Phonology is one small part of overall language ability.  It is a low-level language skill in that it does not involve meaning.  Phonology is the "sound system" of our language.  Our spoken language is made up of words, word parts (such as syllables), and individual sounds (phonemes).  We must think about, remember, and correctly sequence the sounds in words to learn to link letters to sounds for reading and spelling.  Good readers do this automatically without conscious effort.  However, students with dyslexia have difficulty identifying, pronouncing, or recalling sounds.  Tests of phonological processing focus on these skills.

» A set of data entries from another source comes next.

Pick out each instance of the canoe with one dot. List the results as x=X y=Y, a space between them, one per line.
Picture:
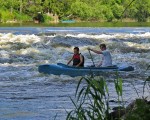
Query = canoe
x=62 y=69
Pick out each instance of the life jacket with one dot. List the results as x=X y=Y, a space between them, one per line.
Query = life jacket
x=76 y=60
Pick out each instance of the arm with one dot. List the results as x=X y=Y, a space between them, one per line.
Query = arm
x=95 y=51
x=70 y=61
x=81 y=61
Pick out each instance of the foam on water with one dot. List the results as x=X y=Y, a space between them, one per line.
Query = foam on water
x=32 y=95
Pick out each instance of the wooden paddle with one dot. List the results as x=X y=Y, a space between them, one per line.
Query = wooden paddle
x=91 y=58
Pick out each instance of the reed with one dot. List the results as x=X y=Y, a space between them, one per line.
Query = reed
x=92 y=99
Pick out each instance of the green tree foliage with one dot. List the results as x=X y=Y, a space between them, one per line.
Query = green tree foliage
x=106 y=10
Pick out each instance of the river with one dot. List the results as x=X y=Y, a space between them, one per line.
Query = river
x=25 y=94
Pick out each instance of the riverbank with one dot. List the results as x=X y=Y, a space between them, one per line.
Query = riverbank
x=78 y=24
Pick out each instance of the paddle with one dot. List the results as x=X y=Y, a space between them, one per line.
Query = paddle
x=91 y=58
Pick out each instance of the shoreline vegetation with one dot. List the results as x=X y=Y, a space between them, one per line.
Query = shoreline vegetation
x=78 y=24
x=92 y=101
x=55 y=12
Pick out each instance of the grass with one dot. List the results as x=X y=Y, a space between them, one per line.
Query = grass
x=92 y=101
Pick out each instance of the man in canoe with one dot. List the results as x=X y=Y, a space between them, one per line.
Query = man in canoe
x=77 y=58
x=106 y=60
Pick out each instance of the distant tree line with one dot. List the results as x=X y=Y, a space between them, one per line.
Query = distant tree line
x=85 y=10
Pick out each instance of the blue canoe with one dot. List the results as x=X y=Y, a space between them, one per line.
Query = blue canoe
x=62 y=69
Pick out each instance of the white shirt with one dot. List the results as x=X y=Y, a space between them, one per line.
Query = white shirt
x=107 y=60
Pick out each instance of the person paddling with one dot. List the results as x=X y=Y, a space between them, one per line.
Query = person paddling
x=107 y=59
x=77 y=58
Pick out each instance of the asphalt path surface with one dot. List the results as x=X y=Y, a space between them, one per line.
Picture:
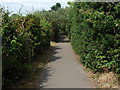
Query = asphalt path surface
x=63 y=69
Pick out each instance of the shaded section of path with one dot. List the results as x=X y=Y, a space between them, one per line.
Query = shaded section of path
x=63 y=70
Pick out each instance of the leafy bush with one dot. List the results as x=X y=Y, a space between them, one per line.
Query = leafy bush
x=23 y=38
x=94 y=30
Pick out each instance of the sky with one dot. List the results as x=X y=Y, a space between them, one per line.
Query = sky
x=31 y=5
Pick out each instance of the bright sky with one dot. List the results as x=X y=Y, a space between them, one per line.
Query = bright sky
x=15 y=5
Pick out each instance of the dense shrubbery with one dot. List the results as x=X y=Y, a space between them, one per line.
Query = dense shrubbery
x=93 y=28
x=95 y=35
x=23 y=38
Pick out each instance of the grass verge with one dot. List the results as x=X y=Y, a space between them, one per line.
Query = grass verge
x=32 y=81
x=101 y=80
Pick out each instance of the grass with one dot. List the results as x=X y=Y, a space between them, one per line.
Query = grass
x=32 y=81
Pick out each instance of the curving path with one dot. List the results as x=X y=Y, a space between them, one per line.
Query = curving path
x=63 y=70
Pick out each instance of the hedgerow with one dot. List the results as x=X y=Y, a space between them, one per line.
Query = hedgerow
x=23 y=38
x=95 y=34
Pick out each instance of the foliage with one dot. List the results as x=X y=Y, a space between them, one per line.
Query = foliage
x=56 y=7
x=24 y=37
x=94 y=29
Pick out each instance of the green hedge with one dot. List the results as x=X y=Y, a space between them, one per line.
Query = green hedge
x=23 y=38
x=94 y=30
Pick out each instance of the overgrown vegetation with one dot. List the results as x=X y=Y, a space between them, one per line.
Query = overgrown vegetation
x=94 y=30
x=23 y=38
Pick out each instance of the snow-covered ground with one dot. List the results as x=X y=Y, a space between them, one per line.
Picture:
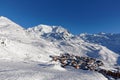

Students with dyslexia often have a slow speed of processing information (visual or auditory).  Tasks measure Naming Speed (also called Rapid Automatic Naming).  Sets of objects, colors, letters, and numbers are often used.  These items are presented in rows on a card, and the student is asked to name each as quickly as possible.  Naming speed, particularly letter naming, is one of the best early predictors of reading difficulties.  Therefore, it is often used as part of screening measures for young children.  Slow naming speed results in problems with developing reading fluency.  It also makes it difficult for students to do well on timed tests.  Students with both the naming speed and the phonological processing deficits are considered to have a "double deficit." Students with a double deficit have more severe difficulties than those with only one of the two.

Typically, students with dyslexia score lower on reading comprehension tests than on listening comprehension because they have difficulty decoding and accurately or fluently reading words.  It is essential, however, to be aware that students with dyslexia often have strong higher-level oral language skills and are able to get the main idea of a passage despite difficulty with the words.  Further, reading comprehension tasks usually require the student to read only a short passage to which they may refer when finding the answers to questions.  For these reasons, students with dyslexia may earn an average score on reading comprehension tests but still have much difficulty reading and understanding long reading assignments in their grade-level textbooks.

Testing vocabulary knowledge is essential because it significantly affects listening or reading understanding.  Difficulties students with dyslexia might have had in learning language or with memory can affect the ability to learn the meanings of words (vocabulary).  Independent reading is also an essential means of developing new vocabulary.  Poor readers, who usually read less, are likely to have delays in vocabulary development.  However, it is necessary to note that students with dyslexia may perform poorly on reading vocabulary tests because of their decoding problems and not because they don't know the meaning of some words.  For this reason, it is best to administer both a reading and listening vocabulary task to measure vocabulary knowledge accurately.

This evaluation was carried out by educational therapists whose training is consistent with the International Dyslexia Association’s Knowledge and Practice Standards for Teachers of Reading. If the evaluation indicates a disability diagnosis, it will qualify your child under the federal Americans with Disabilities Act. If the results are consistent with a reading and/or writing disability, you can use your report to request public school services or a 504 Plan for academic accommodations.

Each school has its own procedures for granting accommodations and/or specialized instruction. Therefore, it’s advisable to speak to your school to ensure it fits their individual procedures.

“If these tests will give us a basis from which we can start to understand a child’s difficulties, they will have justified the time spent on them. Anything which helps educators or parents to understand any phase of development or lack of development is of immeasurable value” (p. 189).